2022 M04 21
Lesley Duncan fait partie de ces noms que beaucoup (pour ne pas dire la grande majorité !) ne voient que dans les crédits des albums. Et encore, ça, c’est ce qui se passe dans le meilleur des cas. Quel fan de Pink Floyd, par exemple, peut citer son nom et affirmer qu’elle a assuré les chœurs sur « Dark Side Of The Moon » ? Quel spécialiste de la discographie de Bowie reconnaît le rôle essentiel, bien que bref, qu’elle a pu jouer au sein de sa carrière, en lui servant de muse, lui faisant découvrir Jacques Brel ? On serait même curieux de connaître le nombre d’amateurs d’Elton Jon capables de dire que Love Song est l’une des rares chansons que ce dernier n'ait pas (co)écrites.

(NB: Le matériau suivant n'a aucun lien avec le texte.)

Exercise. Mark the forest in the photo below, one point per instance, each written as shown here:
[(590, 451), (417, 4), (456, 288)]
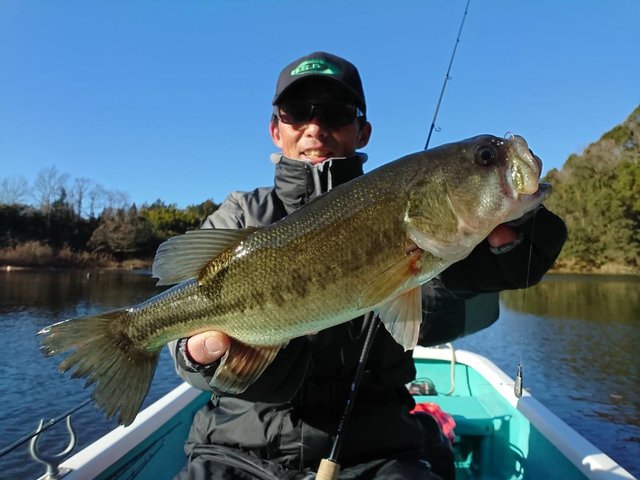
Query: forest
[(56, 222)]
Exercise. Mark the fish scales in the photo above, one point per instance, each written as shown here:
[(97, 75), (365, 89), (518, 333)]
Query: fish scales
[(368, 244)]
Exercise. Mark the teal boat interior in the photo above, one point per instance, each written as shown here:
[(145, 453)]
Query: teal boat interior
[(497, 435)]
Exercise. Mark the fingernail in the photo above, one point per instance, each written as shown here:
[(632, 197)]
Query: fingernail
[(212, 345)]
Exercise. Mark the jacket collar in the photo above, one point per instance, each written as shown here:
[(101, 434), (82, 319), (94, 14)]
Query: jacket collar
[(297, 181)]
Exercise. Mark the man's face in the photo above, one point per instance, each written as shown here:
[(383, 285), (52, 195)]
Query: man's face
[(312, 140)]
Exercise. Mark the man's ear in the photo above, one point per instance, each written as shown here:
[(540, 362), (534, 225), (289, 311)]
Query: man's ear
[(274, 130), (364, 135)]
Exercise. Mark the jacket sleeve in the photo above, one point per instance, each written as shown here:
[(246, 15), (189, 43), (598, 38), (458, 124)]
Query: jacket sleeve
[(541, 236), (278, 383), (281, 379), (464, 298)]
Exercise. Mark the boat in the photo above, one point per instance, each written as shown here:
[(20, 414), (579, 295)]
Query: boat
[(497, 434)]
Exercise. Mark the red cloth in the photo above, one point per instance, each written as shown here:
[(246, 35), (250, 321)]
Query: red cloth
[(446, 421)]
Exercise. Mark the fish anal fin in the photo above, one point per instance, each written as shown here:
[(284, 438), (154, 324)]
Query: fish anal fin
[(242, 365), (388, 282), (183, 257), (402, 317)]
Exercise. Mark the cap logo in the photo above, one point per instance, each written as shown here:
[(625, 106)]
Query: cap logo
[(317, 65)]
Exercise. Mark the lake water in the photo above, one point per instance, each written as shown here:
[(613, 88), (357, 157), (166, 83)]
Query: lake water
[(578, 338)]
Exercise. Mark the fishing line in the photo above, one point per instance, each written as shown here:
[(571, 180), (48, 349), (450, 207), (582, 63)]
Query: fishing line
[(517, 387), (447, 77)]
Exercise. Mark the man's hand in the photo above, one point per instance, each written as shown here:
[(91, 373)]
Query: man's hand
[(207, 347), (502, 235)]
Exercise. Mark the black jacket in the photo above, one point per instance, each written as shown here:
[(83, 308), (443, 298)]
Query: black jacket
[(290, 414)]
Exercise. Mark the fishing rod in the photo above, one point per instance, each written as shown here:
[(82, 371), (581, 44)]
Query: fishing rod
[(329, 468), (447, 76)]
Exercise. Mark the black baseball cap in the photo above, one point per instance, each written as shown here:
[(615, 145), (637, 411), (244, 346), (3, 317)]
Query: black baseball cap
[(322, 65)]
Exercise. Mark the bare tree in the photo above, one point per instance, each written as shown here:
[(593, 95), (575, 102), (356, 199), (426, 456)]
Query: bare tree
[(97, 196), (48, 186), (14, 190), (117, 199), (78, 194)]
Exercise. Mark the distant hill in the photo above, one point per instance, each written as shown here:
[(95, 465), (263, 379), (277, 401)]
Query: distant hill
[(598, 195)]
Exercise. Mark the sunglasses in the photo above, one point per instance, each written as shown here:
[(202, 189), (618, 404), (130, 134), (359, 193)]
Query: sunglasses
[(331, 115)]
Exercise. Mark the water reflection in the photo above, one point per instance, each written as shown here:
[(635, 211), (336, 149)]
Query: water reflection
[(577, 337), (32, 388), (585, 297)]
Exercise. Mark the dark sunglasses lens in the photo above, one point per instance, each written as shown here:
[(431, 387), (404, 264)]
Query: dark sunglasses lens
[(333, 115), (293, 113)]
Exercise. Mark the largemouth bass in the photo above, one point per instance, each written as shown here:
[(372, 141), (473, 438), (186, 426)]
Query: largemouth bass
[(366, 245)]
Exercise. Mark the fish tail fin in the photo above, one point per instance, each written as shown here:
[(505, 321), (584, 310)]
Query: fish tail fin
[(106, 357)]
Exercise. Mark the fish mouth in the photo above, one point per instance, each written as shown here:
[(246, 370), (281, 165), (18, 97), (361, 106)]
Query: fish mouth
[(523, 168)]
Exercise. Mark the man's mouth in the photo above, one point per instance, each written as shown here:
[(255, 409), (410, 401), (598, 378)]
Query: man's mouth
[(316, 155)]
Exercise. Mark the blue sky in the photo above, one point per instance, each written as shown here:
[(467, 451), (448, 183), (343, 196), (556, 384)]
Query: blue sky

À chaque question, le pourcentage risque d’être peu élevé. Tout simplement parce que Lesley Duncan semble avoir toujours été condamnée à vivre dans les marges : du système scolaire (elle quitte l’école avant son quinzième anniversaire), du show business et de la politique - en 1977, deux chanteurs reprendront Love Song en hébreu afin de commémorer la paix entre l’Égypte et Israël.
Cette vie passée sur le bas-côté de l’industrie s’explique sans doute par la personnalité de Lesley Duncan, pas du tout intéressée par la réussite, presque insensible à l’idée d’avoir un plan de carrière. Chez elle, tout se fait à l’instinct, au hasard des rencontres. La première a lieu en 1962 : alors qu’elle travaille dans un café londonien, son frère Jimmy et elle apportent quelques chansons à un éditeur de musique.
Si son frère (futur manager des Pretty Things) ressort de ce rendez-vous avec un acompte hebdomadaire de 10£, Lesley doit se contenter de 7£. Après tout, elle a moins de chansons en stock, ne joue pas de guitares et... c'est une fille. Derrière le sexisme, une réalité : l'Anglaise voit soudainement sa carrière artistique décoller. Elle apparaît dans un film (What A Crazy World), écrit des chansons pour d'autres (Walker Brothers), assure les chœurs pour Donovan, Jesus Christ Superstar ou Dusty Springfield (sympa, la diva fera de même sur les disques de Lesley) et publie une douzaine de singles entre 1963 et le début de la décennie suivante.
Les années 1970, c'est également la période au cours de laquelle Lesley Duncan publie enfin ses premiers albums. Dès lors, il ne s'agit plus de faire dans la pop-song toute mignonne et girly, mais bien de composer de vrais disques, plus réfléchis, plus ambitieux et nettement plus concernés par le monde autour : Earth Mother, titre éponyme de son deuxième album, sorti en 1972, fait potentiellement partie des premières chansons à parler d'écologie.
Le problème, c'est que de tels projets ne suscitent que peu de remous, si ce n'est auprès de la presse spécialisée. Une belle reconnaissance, certes, mais tout le monde sait que c'est l'amour porté par le grand public qui permet aux artistes de remplir le frigo. Ainsi, après quatre albums intéressants mais peu soutenus, l'Anglaise tente le coup de l'album commercial en 1977 avec « Maybe It's Lost ». En vain. À défaut d’encaisser les chèques, Lesley Duncan doit digérer l’échec et finit par tourner le dos à l’industrie musicale. Décédée en 2010, dans l'anonymat le plus complet, l’Anglaise était peut-être simplement de ces artistes destinées à œuvrer dans l'ombre, hélas en toute discrétion.